In his interview, Emmanuel Macron demanded that algorithmic models be transparent so that he could make sure for his people that they were not unfair. If we conceptualize Facebook, Google, Amazon, or Airbnb as biopolitical companies, we see that there is more to the problem of platforms than just transparency. Platforms are competing with democratically-elected state governments for power — and power here is the ability to govern populations. Instead of a friendly co-existence between platforms and states, this perspective suggests that state governments and biopolitical companies both seek to govern populations and that these populations are, in many instances, identical. So instead of making sure that algorithms are transparent and ethical, democrats like Macron should begin to understand that liberal-democratic states have, in the last decade, lost their monopoly on the government of their population.

This, too, shows a problem with the argument about the dissolution of the public sphere and the loss of the power of truth in public debate. This argument directly puts platforms like Facebook in a governing position by demanding they govern hate speech, fake news, and information flows. In doing so, we affirm Facebook’s role as a quasi-government and — irritatingly — demand to be governed even better by their algorithmic models and global cognitariat of content moderators and fact checkers. The discussion ultimately calls for an authority who decides what is true or false, and this authority is rarely thought to be the state. Instead, we implicitly or explicitly envision platforms to be this authority, which is not only problematic in its own right but also undermines the democratic state.

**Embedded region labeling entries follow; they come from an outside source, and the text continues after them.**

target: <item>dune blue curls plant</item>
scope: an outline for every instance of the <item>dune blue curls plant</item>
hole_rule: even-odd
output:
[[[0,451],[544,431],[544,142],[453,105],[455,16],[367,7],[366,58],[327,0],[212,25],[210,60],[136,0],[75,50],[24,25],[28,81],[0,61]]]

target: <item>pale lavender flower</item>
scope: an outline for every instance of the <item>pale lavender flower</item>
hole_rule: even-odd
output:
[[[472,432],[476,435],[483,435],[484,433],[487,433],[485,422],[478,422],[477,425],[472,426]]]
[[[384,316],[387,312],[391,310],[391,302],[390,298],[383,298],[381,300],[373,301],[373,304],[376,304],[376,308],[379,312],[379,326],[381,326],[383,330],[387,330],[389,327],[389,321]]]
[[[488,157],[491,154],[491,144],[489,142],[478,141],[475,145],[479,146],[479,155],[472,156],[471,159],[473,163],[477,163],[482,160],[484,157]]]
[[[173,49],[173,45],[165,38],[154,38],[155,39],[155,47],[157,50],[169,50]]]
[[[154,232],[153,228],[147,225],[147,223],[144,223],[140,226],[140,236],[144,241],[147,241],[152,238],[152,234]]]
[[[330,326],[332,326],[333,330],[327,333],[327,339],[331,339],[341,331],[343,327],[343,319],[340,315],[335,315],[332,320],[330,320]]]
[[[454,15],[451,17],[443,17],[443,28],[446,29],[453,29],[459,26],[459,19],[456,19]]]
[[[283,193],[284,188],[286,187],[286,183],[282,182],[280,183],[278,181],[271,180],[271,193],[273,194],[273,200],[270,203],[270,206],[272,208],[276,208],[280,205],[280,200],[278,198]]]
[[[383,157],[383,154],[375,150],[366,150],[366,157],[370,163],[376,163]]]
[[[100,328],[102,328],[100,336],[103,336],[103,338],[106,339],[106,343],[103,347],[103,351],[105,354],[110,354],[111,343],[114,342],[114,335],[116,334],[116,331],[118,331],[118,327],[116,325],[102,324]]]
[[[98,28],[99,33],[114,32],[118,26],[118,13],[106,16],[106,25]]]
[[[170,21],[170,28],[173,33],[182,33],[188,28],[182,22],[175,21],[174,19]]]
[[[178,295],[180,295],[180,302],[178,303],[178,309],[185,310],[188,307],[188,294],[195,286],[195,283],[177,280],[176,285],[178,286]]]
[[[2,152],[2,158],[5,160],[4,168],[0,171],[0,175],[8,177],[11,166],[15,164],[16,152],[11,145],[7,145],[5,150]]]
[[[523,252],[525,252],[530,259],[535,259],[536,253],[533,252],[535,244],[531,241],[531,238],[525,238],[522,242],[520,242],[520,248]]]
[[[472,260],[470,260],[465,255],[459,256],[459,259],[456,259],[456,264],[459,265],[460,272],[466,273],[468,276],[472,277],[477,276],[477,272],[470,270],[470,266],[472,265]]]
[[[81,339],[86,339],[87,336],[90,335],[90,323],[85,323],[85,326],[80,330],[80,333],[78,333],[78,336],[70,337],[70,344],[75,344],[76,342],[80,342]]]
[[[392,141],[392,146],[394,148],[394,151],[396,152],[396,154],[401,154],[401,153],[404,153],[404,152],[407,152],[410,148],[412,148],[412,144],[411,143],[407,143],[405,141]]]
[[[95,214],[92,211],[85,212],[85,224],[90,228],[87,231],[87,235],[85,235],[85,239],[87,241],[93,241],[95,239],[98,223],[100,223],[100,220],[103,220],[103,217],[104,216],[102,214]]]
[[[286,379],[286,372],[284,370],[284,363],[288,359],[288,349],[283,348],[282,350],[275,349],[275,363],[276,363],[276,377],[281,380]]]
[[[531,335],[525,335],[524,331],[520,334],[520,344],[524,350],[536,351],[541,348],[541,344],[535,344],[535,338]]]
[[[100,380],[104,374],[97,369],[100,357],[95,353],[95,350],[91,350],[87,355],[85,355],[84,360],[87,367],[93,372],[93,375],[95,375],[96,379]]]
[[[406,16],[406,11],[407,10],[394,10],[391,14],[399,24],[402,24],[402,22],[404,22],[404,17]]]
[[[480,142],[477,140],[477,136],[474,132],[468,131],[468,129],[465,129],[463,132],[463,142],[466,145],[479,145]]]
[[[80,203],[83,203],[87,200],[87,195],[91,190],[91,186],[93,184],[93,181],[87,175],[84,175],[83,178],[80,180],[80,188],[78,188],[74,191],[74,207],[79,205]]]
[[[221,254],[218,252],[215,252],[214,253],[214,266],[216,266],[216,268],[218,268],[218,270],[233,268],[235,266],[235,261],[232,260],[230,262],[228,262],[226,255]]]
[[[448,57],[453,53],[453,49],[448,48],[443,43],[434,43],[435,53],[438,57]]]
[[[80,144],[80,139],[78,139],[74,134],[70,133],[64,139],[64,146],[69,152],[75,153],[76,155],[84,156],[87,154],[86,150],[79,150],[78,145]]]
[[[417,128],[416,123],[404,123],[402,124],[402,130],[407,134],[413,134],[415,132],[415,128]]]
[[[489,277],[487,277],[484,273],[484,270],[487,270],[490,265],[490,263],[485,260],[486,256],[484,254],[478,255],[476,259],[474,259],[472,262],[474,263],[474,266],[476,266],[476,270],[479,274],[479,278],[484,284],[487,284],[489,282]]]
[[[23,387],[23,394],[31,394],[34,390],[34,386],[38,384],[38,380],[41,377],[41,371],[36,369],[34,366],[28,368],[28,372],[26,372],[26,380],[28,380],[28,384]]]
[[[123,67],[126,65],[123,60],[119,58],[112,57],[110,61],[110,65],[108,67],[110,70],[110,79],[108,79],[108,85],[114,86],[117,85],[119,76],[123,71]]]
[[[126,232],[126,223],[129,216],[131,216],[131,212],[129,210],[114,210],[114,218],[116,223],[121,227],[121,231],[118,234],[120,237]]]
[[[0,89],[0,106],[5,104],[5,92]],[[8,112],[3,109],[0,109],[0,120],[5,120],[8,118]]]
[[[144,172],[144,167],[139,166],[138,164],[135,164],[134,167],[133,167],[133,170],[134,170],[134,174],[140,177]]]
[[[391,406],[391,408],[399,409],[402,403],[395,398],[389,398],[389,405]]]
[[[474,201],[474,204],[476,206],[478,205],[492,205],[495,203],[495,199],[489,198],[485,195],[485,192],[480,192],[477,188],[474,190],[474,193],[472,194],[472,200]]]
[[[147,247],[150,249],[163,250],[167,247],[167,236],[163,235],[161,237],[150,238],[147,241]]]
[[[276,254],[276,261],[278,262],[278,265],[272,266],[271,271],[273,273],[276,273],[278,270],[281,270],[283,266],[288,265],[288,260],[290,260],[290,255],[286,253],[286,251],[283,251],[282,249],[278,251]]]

Cathy O’Neil closes her book Weapons of Math Destruction by denouncing “Facebook’s enormous power to affect what we learn, how we feel, and whether we vote. Its platform is massive, powerful, and opaque.” However, she concludes, Facebook and Google are not yet politically relevant because we “have no evidence that the companies are using their networks to cause harm.” This is precisely where a theory about the power of platforms has to intervene. Platforms do not have to cause harm to be politically relevant. Indeed, the fact that they are still seen as harmless, unproblematic tools should cause suspicion. This conclusion manifests an appalling lack of imagination when it comes to the political role of platforms. Instead, a critical political theory of platforms and the forms of power they hold, has to show how and in what ways these companies already deeply affect who we are and how we live together as a society.

Janosik Herder is a researcher in political theory at the University of Osnabrück. He has published on the political role of algorithms and the works of Michel Foucault, Gilles Deleuze and Karl Marx and is working on a genealogy of the concept of information.